One summer, she came to Chicago from her home in Pennsylvania to watch and care for my youngest son for a week or so while my wife and I traveled. As a gift, we gave her the definitive Dickens biography and signed it on the inside. I frequently did this when giving books as gifts, writing a note inside to signify its significance for the moment and for time.
An article in The Guardian suggests the “rules” for giving books to friends and family, as the giving season is upon us. The one big rule it notes is to be careful what you give to whom. Sometimes the book we give can say a lot about what we think of the person we are giving it to. That could be dangerous ground to tread. Another rule is not to inscribe it. The reason, the article suggests, is that the only person who should inscribe a book should be the author. I can understand this to some extent. Still, what would I have now if I had not put those words in the Dickens book for my mother?
I would have nothing more than an old book.

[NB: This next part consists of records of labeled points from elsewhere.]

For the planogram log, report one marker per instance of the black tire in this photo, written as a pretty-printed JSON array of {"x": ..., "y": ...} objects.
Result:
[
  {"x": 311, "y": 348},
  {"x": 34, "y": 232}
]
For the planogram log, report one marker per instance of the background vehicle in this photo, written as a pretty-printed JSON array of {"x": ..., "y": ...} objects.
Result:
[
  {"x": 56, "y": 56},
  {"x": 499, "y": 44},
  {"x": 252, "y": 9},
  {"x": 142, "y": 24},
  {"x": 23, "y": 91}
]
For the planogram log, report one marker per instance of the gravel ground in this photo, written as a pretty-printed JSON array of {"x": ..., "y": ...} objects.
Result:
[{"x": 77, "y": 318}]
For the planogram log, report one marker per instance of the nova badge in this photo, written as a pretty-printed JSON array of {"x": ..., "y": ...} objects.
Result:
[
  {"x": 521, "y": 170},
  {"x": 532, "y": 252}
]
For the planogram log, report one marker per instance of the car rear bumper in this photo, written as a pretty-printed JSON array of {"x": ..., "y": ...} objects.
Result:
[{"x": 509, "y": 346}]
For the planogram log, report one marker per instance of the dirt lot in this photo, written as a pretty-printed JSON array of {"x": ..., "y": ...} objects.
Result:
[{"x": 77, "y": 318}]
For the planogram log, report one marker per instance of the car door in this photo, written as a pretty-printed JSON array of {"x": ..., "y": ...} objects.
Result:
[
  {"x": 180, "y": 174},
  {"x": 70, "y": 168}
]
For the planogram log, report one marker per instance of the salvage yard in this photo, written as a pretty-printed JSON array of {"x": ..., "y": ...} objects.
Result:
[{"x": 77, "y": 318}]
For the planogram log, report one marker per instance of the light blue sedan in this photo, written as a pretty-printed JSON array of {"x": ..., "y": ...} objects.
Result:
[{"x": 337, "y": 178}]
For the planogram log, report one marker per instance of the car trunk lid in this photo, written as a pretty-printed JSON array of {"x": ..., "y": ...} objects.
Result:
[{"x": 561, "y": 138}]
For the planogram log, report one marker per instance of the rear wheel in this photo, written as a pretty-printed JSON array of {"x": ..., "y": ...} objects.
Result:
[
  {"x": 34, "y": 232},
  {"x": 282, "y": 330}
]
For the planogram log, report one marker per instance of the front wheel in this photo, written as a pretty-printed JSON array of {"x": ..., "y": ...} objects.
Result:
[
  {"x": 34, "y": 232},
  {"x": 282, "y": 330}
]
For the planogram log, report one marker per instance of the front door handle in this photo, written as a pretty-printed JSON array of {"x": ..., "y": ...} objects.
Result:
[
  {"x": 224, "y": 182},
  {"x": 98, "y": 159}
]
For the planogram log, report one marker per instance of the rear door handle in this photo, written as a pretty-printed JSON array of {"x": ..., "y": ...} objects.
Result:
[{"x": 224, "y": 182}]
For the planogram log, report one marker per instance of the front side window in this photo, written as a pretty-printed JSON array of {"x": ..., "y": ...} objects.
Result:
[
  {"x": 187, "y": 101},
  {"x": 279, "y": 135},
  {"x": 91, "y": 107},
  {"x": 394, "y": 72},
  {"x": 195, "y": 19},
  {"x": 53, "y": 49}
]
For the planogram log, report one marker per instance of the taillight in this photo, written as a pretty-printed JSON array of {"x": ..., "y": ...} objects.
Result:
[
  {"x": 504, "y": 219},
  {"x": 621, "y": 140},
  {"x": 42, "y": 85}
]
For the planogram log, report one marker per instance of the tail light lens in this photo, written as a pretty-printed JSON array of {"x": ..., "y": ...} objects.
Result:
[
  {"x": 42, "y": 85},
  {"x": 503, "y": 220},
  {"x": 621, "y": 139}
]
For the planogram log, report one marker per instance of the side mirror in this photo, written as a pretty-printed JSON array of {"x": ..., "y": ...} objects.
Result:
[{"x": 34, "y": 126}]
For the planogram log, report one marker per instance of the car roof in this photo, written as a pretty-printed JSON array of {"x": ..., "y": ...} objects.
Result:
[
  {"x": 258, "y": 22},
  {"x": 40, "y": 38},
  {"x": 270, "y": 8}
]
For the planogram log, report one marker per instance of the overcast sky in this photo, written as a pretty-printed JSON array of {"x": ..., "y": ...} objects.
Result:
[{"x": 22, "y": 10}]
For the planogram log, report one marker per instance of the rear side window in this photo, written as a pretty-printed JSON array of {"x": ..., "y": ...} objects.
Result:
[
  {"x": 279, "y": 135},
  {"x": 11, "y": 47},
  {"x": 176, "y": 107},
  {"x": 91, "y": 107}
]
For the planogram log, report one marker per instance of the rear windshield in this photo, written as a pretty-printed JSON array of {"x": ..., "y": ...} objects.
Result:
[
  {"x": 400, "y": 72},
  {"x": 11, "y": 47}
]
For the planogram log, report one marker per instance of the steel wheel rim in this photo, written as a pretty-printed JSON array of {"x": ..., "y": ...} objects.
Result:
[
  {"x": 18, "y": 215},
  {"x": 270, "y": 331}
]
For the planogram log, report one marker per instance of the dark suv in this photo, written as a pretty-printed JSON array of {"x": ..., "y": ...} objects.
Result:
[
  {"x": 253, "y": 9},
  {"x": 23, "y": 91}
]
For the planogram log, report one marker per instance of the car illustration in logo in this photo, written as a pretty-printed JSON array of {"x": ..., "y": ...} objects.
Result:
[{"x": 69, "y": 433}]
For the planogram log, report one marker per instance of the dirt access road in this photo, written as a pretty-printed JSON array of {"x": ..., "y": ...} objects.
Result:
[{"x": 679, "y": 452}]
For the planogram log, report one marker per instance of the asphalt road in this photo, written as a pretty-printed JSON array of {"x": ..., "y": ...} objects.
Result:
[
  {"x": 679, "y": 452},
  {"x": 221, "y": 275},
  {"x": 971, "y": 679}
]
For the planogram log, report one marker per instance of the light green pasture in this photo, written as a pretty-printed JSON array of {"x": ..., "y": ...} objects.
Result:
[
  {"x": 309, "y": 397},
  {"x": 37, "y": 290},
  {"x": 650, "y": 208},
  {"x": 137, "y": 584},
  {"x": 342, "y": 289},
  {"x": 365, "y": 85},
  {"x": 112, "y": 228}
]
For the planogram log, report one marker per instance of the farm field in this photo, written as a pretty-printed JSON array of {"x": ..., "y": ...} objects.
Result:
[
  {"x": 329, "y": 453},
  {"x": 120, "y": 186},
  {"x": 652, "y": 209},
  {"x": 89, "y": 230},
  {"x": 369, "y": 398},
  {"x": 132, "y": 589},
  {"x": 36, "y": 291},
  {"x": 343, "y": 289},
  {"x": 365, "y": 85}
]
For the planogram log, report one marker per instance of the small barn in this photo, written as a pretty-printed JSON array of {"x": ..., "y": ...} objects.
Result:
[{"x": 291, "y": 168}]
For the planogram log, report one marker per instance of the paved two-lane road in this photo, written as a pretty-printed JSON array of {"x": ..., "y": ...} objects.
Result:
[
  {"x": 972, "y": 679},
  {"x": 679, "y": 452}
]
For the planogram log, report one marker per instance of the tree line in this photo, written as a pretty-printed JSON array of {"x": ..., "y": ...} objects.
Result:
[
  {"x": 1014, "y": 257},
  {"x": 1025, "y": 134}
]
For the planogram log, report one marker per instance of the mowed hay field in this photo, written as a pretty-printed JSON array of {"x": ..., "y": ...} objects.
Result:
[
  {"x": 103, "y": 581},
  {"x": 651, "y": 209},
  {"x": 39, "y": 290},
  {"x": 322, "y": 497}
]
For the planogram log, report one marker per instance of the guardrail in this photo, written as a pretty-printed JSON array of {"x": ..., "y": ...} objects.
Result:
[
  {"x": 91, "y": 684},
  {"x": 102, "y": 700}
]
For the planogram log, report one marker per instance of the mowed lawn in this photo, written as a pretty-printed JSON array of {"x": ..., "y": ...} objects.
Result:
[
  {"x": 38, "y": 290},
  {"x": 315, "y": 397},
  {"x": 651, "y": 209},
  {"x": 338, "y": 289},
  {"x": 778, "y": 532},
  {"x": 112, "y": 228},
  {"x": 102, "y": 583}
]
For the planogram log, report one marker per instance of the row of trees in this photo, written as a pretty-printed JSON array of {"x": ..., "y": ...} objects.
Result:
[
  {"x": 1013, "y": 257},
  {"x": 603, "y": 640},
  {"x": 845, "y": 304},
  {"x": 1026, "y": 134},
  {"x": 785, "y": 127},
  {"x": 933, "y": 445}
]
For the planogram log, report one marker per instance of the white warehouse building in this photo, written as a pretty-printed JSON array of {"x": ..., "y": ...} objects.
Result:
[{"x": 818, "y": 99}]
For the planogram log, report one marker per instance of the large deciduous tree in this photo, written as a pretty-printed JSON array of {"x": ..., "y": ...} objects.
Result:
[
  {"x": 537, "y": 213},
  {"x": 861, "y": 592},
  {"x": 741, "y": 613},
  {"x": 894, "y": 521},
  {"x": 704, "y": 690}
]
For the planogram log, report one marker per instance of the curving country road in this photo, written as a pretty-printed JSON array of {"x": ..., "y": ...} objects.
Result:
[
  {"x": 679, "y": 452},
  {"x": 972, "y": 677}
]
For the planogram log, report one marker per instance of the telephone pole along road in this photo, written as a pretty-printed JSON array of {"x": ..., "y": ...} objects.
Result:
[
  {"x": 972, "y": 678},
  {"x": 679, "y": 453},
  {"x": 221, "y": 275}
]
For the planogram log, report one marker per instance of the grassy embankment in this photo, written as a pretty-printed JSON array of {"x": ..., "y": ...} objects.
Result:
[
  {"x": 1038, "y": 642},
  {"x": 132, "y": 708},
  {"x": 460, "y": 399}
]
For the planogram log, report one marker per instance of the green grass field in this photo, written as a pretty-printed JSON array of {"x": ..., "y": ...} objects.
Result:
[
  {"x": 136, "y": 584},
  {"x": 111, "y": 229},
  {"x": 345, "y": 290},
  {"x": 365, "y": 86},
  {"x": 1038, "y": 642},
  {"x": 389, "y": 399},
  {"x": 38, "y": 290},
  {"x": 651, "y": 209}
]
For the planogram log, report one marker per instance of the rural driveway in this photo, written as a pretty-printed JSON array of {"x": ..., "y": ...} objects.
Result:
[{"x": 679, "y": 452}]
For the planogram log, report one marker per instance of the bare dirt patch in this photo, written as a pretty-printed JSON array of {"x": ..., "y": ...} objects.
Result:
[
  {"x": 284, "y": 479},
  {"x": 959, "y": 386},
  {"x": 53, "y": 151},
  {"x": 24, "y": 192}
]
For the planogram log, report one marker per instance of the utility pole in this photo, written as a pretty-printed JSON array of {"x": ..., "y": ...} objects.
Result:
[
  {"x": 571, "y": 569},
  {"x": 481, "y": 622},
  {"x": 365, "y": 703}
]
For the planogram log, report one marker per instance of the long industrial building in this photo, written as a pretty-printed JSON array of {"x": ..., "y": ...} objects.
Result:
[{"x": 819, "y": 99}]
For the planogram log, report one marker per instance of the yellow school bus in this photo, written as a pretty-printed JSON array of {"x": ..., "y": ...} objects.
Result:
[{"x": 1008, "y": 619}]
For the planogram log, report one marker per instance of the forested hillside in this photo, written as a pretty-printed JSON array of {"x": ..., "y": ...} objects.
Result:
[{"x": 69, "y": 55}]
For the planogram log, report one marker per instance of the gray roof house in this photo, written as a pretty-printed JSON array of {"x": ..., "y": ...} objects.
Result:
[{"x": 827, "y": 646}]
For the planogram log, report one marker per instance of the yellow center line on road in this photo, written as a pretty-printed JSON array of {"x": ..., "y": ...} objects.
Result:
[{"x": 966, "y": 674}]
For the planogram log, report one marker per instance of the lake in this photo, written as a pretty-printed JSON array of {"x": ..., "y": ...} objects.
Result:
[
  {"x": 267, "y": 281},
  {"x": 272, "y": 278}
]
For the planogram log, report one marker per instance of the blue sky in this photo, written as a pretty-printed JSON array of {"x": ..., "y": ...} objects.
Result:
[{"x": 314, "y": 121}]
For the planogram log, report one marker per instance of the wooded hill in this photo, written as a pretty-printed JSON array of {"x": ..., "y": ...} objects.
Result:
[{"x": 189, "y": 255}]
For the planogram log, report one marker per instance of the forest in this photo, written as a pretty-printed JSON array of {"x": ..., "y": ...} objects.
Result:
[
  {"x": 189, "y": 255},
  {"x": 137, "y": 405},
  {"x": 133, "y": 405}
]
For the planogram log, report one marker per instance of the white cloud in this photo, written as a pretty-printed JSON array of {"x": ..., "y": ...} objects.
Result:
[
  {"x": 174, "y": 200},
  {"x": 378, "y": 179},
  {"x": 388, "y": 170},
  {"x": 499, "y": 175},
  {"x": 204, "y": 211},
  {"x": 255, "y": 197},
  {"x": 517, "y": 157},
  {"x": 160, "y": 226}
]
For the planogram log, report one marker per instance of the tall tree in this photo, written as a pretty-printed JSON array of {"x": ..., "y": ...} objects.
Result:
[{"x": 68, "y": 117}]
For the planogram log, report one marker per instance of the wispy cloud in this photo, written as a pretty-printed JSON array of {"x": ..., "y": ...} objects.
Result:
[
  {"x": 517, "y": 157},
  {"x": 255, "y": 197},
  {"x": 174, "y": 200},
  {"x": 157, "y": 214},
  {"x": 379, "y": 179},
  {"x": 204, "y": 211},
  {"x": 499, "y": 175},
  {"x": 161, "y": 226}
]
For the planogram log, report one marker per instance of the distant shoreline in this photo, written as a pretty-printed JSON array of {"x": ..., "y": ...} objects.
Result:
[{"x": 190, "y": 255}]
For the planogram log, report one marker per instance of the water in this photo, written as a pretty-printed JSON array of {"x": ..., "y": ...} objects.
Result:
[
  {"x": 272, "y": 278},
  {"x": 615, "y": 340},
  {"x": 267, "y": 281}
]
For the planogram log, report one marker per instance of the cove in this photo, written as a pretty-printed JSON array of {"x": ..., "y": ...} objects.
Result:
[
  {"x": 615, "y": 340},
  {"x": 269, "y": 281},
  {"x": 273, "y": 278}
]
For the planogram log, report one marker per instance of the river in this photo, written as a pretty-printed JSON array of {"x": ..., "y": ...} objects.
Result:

It’s likely I would not have remembered who had given it to whom. (Although, knowing my mother’s taste, I likely would have determined quite quickly that the Dickens autobiography would have been somehow connected to her.) With that note written inside, however, the book has taken on a deeper meaning. It’s an artifact of a time, a purpose, love, and family. The gift, in so many ways, is still giving because of that inscription.
This season, as many of you consider giving books as gifts, do so with love. And do so with a few written words. Yes, inscribe it, right there on one of the first blank pages. Go for it. Keep it brief and clear. Tell them why you are giving it, when, what it means to you to gift it, and what you hope it will mean to the one receiving it. This, I hope, will ensure that the book you give lives on and on. It will become much more than a simple holiday gift, carrying with it the visceral tissue of understanding, love, and legacy.
Gift a book and a little of your heart.
David W. Berner is the author of several books of award-winning fiction and personal narrative. His memoir, Daylight Saving Time: The Power of Growing Older is due out from Collective Ink Books in June 2024.
I just received a book from a colleague and it made my entire day. Nothing better. While it wasn't inscribed, I love that idea because even if it's not a gift, it shows the book's journey. Getting those old library books with notes and underlines . . . it add so much to the book.